In fact, if you look at how other people in the industry think about this, you’ll find that my opinion isn’t unique. Companies are looking for people who can interpret their data and help them make decisions. A computer science degree isn’t required for that. What you do need is to know how to use the tools and practice the skills that go into preparing an effective report. This boils down to telling a compelling story with the data.
My students can tell you that I emphasize how important it is to not just crank out a program that produces some numbers but also to contextualize these with the direction the business is moving in. History has shown that ideas are cheap; developing an idea is often not as powerful as being able to sell it to people (see, for example, Nikola Tesla and Thomas Edison).
My job as an instructor is to empower my students to use the tools and understand how they can effectively communicate their analysis to solve the hardest problems.
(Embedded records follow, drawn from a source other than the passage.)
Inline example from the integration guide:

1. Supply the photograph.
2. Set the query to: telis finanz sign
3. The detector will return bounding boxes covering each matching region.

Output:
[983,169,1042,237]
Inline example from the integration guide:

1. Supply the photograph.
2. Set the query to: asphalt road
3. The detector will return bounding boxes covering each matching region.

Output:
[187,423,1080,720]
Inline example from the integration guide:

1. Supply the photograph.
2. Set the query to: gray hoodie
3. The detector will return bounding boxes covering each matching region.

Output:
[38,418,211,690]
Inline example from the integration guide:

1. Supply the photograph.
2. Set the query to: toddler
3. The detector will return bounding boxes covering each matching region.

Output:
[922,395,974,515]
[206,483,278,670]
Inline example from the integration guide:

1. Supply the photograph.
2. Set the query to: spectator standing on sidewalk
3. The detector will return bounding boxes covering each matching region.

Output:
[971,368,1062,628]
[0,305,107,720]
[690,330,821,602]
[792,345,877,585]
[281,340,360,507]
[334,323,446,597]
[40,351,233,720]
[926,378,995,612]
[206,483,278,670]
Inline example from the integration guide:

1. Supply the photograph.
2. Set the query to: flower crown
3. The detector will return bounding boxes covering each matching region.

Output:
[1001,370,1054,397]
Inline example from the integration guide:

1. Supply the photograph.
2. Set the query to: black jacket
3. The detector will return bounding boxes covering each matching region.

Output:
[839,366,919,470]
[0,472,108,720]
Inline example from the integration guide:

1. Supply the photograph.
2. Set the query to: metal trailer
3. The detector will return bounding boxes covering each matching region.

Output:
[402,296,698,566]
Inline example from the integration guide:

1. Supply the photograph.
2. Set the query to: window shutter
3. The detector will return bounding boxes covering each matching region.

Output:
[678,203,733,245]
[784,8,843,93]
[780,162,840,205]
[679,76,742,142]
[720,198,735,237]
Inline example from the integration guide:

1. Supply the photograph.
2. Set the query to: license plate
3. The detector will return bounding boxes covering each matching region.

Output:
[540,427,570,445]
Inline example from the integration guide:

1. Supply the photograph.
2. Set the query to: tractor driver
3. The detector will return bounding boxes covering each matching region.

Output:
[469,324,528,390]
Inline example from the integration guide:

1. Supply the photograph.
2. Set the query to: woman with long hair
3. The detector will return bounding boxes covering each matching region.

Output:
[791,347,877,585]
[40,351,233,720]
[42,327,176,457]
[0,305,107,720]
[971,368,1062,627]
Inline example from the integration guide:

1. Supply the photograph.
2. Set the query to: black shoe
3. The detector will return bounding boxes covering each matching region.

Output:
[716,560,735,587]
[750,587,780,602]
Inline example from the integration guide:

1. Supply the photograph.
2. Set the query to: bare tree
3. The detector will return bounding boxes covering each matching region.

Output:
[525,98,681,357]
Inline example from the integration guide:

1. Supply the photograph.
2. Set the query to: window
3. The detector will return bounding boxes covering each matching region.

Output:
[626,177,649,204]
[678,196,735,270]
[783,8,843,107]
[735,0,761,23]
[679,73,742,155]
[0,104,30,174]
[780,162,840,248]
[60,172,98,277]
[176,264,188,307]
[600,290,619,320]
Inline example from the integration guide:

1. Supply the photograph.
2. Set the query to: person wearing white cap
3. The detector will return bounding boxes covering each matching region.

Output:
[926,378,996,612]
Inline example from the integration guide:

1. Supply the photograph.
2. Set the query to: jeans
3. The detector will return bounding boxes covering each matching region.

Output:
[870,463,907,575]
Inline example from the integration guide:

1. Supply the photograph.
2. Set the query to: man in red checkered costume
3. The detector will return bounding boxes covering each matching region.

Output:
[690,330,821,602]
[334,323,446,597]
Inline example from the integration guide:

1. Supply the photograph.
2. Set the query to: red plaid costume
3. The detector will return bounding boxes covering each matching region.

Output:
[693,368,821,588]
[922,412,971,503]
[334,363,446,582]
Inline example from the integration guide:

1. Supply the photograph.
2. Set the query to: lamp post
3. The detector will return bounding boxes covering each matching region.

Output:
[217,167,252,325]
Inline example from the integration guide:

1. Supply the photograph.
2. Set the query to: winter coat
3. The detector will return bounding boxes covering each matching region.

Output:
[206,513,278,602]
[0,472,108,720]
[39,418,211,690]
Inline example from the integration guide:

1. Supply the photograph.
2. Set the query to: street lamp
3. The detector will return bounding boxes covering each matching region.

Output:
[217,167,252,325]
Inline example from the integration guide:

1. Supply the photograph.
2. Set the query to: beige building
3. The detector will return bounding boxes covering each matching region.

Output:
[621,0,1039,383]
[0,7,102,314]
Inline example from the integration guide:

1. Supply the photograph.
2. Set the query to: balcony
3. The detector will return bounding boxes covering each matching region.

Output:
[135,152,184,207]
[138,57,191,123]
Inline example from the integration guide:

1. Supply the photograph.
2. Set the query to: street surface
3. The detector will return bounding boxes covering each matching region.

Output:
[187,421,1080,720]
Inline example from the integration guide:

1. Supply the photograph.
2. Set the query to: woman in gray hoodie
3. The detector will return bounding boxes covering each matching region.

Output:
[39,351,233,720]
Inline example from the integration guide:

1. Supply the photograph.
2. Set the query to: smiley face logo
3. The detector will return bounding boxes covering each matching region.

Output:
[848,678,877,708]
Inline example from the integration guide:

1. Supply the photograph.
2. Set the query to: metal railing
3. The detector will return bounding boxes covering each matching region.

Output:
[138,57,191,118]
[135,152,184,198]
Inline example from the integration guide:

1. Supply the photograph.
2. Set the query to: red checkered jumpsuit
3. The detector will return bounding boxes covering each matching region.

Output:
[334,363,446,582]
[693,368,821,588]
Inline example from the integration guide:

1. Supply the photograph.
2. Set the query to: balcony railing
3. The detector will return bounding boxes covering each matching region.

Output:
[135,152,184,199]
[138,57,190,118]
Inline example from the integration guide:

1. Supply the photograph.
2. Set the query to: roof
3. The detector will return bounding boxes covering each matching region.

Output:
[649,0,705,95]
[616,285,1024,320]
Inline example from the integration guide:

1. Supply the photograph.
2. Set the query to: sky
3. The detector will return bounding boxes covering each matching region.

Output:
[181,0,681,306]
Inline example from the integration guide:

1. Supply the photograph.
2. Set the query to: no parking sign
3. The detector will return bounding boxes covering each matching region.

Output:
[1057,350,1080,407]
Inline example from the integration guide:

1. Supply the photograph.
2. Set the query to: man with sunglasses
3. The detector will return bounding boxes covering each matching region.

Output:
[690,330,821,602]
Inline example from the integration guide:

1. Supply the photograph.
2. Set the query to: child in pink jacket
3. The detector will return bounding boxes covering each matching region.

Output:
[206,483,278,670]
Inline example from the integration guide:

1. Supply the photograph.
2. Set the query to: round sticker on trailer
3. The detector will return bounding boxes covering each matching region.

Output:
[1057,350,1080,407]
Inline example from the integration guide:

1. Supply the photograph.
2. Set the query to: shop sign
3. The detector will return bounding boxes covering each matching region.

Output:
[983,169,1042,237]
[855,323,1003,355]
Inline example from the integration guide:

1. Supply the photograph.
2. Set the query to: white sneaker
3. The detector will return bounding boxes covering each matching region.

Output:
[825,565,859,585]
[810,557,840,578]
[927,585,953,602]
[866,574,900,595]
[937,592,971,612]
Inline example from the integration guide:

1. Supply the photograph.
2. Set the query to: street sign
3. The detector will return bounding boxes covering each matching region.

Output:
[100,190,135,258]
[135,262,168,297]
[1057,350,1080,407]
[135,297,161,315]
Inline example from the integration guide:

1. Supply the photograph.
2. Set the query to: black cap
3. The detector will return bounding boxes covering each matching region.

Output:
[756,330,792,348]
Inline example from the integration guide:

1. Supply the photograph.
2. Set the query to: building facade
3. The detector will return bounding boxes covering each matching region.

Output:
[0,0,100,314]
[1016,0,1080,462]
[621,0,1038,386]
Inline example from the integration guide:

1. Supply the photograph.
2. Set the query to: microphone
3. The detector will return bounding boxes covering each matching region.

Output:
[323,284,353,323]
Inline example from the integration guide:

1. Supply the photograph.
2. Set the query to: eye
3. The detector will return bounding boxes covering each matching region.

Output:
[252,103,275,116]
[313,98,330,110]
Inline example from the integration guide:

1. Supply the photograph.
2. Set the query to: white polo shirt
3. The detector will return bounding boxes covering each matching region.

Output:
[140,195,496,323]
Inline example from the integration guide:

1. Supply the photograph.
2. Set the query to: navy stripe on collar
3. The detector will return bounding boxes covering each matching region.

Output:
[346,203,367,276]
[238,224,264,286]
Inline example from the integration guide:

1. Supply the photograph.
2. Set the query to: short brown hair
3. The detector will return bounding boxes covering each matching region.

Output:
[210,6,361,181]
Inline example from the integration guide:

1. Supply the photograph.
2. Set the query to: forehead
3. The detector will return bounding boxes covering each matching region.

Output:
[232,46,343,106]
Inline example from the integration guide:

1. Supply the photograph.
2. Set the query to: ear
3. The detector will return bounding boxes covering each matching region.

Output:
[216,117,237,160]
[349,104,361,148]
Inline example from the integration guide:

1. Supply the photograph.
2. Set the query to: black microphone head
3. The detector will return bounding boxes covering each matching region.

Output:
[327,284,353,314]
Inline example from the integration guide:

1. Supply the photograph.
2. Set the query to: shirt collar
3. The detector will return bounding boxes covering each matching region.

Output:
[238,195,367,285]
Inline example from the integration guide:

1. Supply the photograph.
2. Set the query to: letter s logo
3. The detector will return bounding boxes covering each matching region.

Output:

Over the time I’ve been teaching, I’ve demonstrated to my students that they don’t need a computer science degree, and I am confident that they will effect positive change when they join the workforce.
Gaining a competitive advantage in the workforce
I walk into every class motivated to teach my lesson, and I walk out of every class enjoying that I was able to change how my students see the world while also preparing them to enter the job market. The industry is in dire need of people who can not only crunch numbers but can also tell a good story. Companies are better served by a workforce with diverse knowledge. People who can leverage their subject matter expertise to better understand the problems are much better at solving problems in creative ways. My experience in the tech workforce is that these people are often the most competitive.
It’s a shame that our higher education system doesn’t make the lessons that my students are learning more of a requirement. If it did, we’d be equipping our graduates with the tools to be able to understand problems, intuit solutions, and communicate them effectively. It would also enable individuals to be more competitive in the job market, leading to more people being able to solve these essential problems.
I teach a menagerie of tools and techniques in our bootcamp that are broadly effective no matter where someone will be working. For example, whether a student is working in a data warehouse, as a financial analyst, or even plugged in somewhere in the supply chain, we give them the knowledge to pull down free tools to do the data analysis, teach them how to pick up new skills to do what they want, and then present them.
Ultimately, the more people we have who are equipped to solve these problems, the more progress we can make in actually solving them, and the better off we’ll be.
Zach Fry teaches for the Rutgers Data Science Bootcamp.